You know, last year I was cool. First hopelessly, tragically bored with my look, and then I treaded the cool boards. My haircut doesn't vary much, and the previous variation on "short" was when I went from short-and-kept to short-and-scruffy, oh.. about 8 years ago. Not even that scruffy, since that involves product, and I'm not much into self-maintenance. Still- I found a product I liked and that met with general smell-test approval (oh yes- even acclaim!), and there I had it- a variation. But 8 years of scruffy and nice-smelling went by in a flash, and I was ready for change.
Then, like destiny, I saw this guy walk down a kitsilano street- he was in his 30s, but he had the coolest grey hair. Aha! I thought. In I went, to see my hairstylist. I knew I was onto something good when she was thrilled with my idea.

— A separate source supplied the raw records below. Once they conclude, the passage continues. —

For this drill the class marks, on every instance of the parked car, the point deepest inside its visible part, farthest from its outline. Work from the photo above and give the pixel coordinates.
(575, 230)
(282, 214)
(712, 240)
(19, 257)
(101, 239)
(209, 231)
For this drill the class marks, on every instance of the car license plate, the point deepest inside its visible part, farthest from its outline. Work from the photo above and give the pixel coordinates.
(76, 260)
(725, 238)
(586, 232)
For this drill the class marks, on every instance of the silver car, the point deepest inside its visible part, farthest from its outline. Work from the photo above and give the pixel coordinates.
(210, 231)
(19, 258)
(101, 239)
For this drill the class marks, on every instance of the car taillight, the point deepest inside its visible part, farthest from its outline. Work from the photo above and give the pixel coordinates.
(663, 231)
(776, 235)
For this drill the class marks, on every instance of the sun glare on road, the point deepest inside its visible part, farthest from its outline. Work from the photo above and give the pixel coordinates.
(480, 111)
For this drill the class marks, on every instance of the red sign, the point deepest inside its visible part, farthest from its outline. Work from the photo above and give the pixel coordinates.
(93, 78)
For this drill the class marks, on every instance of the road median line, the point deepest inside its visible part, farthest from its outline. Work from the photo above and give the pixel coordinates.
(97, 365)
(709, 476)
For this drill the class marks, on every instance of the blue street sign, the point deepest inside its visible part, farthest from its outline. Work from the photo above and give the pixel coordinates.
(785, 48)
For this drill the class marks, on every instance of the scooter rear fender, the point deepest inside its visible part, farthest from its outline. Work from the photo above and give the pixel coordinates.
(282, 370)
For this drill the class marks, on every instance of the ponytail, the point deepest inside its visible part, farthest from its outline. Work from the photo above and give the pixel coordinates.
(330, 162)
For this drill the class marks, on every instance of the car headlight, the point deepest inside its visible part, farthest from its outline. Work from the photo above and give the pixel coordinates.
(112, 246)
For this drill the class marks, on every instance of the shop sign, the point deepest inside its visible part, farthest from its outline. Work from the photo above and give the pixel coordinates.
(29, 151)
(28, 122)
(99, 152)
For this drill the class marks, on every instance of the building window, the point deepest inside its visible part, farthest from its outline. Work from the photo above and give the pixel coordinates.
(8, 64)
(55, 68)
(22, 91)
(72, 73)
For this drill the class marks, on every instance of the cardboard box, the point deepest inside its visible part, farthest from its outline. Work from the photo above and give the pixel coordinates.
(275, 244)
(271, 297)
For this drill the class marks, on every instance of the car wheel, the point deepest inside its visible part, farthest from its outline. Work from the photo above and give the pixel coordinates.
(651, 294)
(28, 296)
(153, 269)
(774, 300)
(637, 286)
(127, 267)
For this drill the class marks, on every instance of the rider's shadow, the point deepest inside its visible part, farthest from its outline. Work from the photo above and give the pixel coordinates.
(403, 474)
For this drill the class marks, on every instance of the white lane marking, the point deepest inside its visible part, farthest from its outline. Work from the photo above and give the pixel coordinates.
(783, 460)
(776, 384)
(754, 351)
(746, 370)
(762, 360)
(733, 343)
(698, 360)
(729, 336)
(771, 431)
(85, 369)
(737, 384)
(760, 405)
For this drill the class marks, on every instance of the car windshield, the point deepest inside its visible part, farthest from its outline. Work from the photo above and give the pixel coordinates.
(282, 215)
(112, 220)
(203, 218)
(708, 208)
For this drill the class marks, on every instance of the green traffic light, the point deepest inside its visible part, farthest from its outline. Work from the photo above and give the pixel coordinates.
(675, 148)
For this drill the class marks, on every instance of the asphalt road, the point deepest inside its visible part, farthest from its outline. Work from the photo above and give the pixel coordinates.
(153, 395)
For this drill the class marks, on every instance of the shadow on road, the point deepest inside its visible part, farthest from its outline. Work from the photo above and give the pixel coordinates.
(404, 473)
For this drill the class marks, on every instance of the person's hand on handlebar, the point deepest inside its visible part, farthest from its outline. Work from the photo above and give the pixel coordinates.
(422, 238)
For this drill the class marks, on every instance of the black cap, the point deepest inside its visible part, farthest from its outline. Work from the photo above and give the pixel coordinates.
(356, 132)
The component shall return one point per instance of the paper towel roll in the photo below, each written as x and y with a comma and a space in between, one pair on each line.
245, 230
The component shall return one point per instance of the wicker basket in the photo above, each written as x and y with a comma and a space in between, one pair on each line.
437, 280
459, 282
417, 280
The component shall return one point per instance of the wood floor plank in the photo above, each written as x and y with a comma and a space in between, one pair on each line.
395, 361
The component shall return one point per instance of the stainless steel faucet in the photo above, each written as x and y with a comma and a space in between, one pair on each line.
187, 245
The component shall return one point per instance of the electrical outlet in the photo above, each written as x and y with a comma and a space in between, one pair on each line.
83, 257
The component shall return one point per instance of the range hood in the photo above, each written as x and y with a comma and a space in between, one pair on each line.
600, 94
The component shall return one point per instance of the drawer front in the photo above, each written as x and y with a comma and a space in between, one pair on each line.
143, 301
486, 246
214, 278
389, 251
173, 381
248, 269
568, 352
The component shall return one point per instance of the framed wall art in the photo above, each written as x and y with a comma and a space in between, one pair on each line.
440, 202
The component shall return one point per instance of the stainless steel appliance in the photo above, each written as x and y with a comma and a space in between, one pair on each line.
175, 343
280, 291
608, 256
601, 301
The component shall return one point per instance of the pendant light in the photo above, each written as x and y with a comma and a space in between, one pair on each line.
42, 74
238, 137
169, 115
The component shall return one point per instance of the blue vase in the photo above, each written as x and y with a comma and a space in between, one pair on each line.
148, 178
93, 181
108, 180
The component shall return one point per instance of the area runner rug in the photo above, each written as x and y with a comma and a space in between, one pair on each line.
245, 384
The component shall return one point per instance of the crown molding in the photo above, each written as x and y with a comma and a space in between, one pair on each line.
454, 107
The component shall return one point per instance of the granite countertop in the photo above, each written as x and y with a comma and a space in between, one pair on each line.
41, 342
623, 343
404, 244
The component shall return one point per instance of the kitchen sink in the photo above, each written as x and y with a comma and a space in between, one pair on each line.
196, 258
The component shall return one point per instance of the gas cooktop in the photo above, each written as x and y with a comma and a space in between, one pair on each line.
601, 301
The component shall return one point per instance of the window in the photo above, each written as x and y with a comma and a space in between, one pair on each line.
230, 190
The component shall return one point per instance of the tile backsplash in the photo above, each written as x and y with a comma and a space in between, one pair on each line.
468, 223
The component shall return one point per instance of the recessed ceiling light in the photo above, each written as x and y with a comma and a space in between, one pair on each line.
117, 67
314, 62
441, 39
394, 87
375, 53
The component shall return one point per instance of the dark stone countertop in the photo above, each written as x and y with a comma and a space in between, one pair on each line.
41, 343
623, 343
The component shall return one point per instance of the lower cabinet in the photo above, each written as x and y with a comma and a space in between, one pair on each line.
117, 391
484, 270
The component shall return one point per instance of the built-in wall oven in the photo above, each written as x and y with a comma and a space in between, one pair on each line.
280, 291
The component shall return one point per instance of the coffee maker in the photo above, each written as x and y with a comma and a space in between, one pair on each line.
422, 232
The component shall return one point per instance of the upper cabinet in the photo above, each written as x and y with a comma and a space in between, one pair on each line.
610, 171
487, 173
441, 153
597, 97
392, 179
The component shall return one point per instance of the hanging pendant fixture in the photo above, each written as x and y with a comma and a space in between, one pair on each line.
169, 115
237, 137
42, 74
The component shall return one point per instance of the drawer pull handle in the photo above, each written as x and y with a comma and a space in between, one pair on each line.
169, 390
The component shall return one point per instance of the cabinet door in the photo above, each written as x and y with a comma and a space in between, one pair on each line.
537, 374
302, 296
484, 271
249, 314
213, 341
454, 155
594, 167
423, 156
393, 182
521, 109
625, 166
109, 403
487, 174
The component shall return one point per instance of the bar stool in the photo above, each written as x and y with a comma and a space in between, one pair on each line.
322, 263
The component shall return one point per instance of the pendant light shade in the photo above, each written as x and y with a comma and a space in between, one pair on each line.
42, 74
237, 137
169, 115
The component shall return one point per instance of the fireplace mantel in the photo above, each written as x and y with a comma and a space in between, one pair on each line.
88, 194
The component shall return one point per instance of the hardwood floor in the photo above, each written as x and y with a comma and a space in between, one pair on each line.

She kept me under the dryer for almost 4 hours, and at the end- a triumphal prounouncement of grey! For 3 whole days, I believe I had grey-white hair, and then it brassed into blonde. Dang it. Still- I noticed definite approval from passing children, so I figured I must be cool. I will accept cool, or looks of misgiving that suggest the children fear me- either outcome gratifies my self-image.
But I have a problem- literally every third person I run into is doing it- patches of blonde, stylishly and playfully added to the head content (not grey though- they haven't ascended to that coolness level yet).
In my head, I am stamping my feet. Clearly, the only solution is yet another new variation. I have experimented with holes in my head, tattoos, dog-fur on every item of my clothing, and body hair in debateable places. Should I just light something on fire? Perhaps sport ears of perpetual flame? (something understated- just the suggestion of flaming ears, not some huge garish flame...). How about a leather necklace with something that might either be a sex-toy, or a clever allusion to one (ok, no, ew). I honestly can't think of something that both appeals to me, and would allow me to keep working in an office. I can't exactly pull an Orbax, and walk around with a 3 inch nail up my nose. Anyway, that seems drastic.
You might think this is the point where I ask for your feedback- turn the comments back on- but no. How would you possibly be able to advise me? Do children even notice you when you walk by? No? I thought not.